As usual, the libraries were a hugely important part of our programme, taking authors to the heart of communities in both urban and rural Essex. People enjoyed a whole host of events on their doorstep, from Dr Annie Gray talking about food and Queen Victoria in Brentwood in her new book The Greedy Queen, to Ruth Hogan’s tale of loss and second chances in The Keeper of Lost Things at Braintree Library. As well as author talks, the libraries were a hub for writers and readers. Our Essex Authors Day at Chelmsford Library is going from strength to strength, while the Essex Book Club Symposium at Colchester Library provided an excellent meeting point for some of the county’s 700+ book clubs.

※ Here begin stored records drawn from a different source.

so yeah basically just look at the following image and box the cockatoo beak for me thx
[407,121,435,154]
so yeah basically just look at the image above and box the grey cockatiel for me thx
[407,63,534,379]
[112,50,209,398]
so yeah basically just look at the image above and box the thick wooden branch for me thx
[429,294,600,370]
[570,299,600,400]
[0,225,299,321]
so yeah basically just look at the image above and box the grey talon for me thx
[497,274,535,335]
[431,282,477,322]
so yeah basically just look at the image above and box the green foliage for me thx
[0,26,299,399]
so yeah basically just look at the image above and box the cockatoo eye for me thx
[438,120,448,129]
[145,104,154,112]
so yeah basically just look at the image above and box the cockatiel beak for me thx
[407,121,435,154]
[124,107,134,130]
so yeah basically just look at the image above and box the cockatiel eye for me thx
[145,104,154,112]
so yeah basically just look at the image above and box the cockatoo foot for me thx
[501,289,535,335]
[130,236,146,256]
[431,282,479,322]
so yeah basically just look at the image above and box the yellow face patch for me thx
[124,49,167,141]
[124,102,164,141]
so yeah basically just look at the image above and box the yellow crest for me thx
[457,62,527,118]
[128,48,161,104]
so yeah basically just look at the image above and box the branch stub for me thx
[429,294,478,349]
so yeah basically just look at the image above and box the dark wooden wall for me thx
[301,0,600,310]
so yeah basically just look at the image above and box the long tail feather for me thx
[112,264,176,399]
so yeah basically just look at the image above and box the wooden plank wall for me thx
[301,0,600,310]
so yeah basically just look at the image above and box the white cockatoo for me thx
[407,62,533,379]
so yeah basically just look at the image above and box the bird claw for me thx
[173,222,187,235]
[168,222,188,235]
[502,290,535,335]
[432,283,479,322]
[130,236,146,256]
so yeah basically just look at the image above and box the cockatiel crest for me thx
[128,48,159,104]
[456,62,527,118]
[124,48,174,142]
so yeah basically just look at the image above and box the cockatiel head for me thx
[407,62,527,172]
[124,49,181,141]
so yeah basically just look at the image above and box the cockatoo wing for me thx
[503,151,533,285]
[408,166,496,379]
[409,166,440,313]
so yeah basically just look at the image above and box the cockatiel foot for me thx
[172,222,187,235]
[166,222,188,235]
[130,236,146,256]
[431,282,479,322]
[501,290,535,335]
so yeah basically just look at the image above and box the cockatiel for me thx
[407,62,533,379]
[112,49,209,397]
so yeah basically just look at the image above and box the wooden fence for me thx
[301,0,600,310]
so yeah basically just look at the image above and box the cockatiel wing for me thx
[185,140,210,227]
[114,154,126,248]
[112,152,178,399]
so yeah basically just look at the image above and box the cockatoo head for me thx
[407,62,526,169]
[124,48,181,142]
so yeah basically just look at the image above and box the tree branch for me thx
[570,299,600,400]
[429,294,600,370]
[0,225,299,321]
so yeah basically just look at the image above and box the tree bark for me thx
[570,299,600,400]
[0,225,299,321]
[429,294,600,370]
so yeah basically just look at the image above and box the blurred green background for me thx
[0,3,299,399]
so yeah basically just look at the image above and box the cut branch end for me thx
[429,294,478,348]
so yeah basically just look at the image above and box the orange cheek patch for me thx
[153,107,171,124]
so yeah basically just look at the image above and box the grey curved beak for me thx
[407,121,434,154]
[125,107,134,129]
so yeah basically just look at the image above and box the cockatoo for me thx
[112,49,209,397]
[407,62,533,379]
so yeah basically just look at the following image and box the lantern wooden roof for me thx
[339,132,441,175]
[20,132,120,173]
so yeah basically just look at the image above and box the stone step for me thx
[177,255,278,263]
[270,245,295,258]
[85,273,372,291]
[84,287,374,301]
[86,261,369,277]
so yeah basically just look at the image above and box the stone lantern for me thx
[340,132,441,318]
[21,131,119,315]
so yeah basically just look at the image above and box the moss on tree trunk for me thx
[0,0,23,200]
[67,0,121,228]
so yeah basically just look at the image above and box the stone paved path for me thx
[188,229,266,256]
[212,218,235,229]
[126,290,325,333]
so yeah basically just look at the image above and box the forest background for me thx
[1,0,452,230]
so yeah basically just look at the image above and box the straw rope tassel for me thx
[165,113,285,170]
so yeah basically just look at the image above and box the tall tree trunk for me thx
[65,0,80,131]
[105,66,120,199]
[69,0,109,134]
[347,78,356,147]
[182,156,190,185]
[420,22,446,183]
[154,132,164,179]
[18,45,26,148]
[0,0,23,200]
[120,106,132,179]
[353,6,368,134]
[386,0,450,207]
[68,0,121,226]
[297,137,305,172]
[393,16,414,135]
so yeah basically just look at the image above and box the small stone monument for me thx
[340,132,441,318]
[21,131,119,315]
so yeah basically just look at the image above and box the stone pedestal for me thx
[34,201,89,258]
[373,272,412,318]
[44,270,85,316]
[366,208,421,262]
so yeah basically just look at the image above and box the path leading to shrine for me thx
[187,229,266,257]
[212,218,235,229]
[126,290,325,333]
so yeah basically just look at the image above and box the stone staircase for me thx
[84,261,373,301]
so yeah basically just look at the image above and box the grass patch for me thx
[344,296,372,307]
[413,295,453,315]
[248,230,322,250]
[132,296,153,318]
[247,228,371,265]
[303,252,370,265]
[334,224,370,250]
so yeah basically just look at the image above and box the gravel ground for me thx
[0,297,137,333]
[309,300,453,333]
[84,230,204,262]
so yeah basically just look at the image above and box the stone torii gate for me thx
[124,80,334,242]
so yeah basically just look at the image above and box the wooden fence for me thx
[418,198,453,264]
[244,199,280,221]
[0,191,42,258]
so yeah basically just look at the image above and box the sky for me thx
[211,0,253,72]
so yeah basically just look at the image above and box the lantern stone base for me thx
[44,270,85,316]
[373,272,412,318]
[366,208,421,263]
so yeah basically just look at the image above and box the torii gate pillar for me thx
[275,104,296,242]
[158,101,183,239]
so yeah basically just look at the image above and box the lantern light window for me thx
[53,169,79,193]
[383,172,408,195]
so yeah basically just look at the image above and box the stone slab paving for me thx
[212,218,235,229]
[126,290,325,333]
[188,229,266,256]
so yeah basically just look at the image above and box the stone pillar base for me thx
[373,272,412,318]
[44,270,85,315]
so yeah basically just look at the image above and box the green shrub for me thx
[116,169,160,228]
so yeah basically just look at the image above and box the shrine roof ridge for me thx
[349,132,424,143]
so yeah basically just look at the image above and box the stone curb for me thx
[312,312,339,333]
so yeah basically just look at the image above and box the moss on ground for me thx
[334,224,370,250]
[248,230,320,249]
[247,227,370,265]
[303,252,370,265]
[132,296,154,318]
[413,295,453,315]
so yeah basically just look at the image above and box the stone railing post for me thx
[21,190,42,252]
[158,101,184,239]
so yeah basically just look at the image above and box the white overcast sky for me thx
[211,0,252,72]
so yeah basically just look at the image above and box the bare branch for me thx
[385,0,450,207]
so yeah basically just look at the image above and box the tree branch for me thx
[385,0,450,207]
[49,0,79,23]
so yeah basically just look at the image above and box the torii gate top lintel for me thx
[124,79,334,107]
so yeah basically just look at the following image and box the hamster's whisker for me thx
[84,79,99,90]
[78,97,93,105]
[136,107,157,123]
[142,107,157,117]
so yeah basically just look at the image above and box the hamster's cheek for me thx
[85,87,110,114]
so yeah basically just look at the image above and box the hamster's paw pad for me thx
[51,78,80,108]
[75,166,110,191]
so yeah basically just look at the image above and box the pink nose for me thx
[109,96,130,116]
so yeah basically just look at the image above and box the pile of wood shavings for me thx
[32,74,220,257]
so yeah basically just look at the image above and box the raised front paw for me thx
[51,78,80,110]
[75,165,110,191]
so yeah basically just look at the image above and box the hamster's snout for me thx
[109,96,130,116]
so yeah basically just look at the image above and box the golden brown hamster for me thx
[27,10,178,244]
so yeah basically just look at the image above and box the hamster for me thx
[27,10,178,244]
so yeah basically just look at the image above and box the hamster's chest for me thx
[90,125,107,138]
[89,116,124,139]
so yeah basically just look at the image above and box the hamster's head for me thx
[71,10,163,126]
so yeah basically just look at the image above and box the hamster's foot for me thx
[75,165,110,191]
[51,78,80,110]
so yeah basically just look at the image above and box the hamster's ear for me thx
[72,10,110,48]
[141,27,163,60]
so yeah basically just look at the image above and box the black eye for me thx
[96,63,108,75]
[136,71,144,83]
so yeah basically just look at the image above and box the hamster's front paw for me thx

Other festival highlights included Radio 4 favourite Jim Al Khalili from The Life Scientific. Along with the indefatigable raconteur and cricketing legend Henry Blofeld who entertained the crowds with anecdotes from his latest book Over and Out at The Forum in Southend.

We absolutely loved Don’t Panic I’m Islamic: Extreme Comedy at The Mercury Theatre. All thanks to Saqi Books and Essex Cultural Diversity Project for that one. And wouldn’t have missed the Witches Wags and Wide Boys Symposium at the University of Essex for anything – all thanks to Syd Moore, our Writer-in-Residence 2018 for putting us onto it. While the Golden Age aficionados amongst us were well served by a criminally good smorgasbord of literary dainties at the Park Inn Palace Hotel in Southend.

All in all, it’s been quite a month.

Those of you who made it along in March – thank you for coming on the journey with us. Those of you who didn’t make it – see you next year. We are already making plans for our 20th Birthday celebrations.